Observability and Versioning

  • Every pipeline run writes a JSON log: tool versions, reference genome, DB versions, config hashes, automation level per step, manual overrides (who/when/why).
  • Reports embed references to those logs so outputs remain reproducible.
  • Configs (ACMG thresholds, gene panels, PGx rules) are versioned artifacts stored alongside code.

Security/Privacy Notes

  • Default to local processing; if external LLMs are used, strip identifiers and avoid full VCF uploads.
  • Secrets kept out of repo; rely on environment variables or local config files (excluded by .gitignore).

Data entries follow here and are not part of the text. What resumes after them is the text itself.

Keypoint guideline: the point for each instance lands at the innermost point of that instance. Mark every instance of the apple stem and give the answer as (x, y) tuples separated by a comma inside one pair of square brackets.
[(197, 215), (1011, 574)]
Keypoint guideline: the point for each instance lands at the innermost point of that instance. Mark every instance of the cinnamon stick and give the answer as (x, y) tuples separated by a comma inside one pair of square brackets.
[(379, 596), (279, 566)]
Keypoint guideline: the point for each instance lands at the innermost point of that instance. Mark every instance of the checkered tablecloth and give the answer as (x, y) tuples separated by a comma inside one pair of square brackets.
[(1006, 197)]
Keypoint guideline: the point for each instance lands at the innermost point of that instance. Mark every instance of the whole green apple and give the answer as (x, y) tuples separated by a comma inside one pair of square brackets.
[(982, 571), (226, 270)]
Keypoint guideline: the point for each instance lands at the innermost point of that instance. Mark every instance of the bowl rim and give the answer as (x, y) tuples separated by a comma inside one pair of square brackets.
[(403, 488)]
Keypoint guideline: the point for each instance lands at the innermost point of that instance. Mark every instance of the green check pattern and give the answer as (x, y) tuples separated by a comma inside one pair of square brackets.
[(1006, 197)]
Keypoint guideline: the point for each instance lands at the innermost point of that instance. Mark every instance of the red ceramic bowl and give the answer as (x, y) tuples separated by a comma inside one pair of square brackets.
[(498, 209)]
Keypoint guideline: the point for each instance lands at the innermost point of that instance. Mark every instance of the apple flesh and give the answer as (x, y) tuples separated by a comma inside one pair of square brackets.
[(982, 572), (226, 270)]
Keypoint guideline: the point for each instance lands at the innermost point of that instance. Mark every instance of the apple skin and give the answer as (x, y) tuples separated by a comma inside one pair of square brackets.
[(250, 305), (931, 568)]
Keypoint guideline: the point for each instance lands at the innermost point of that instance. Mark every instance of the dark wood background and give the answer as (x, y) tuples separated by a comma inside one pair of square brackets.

Initial Tech Bets (to be validated)

  • Language/runtime: Python 3.11+ for pipelines, rules, and orchestration stubs.
  • Bio stack candidates: GATK or DeepVariant; VEP; tabix for early querying; SQLAlchemy + SQLite/Postgres when scaling.
  • Infra: containerized runners for pipelines; makefiles or workflow engine (Nextflow/Snakemake) later if needed.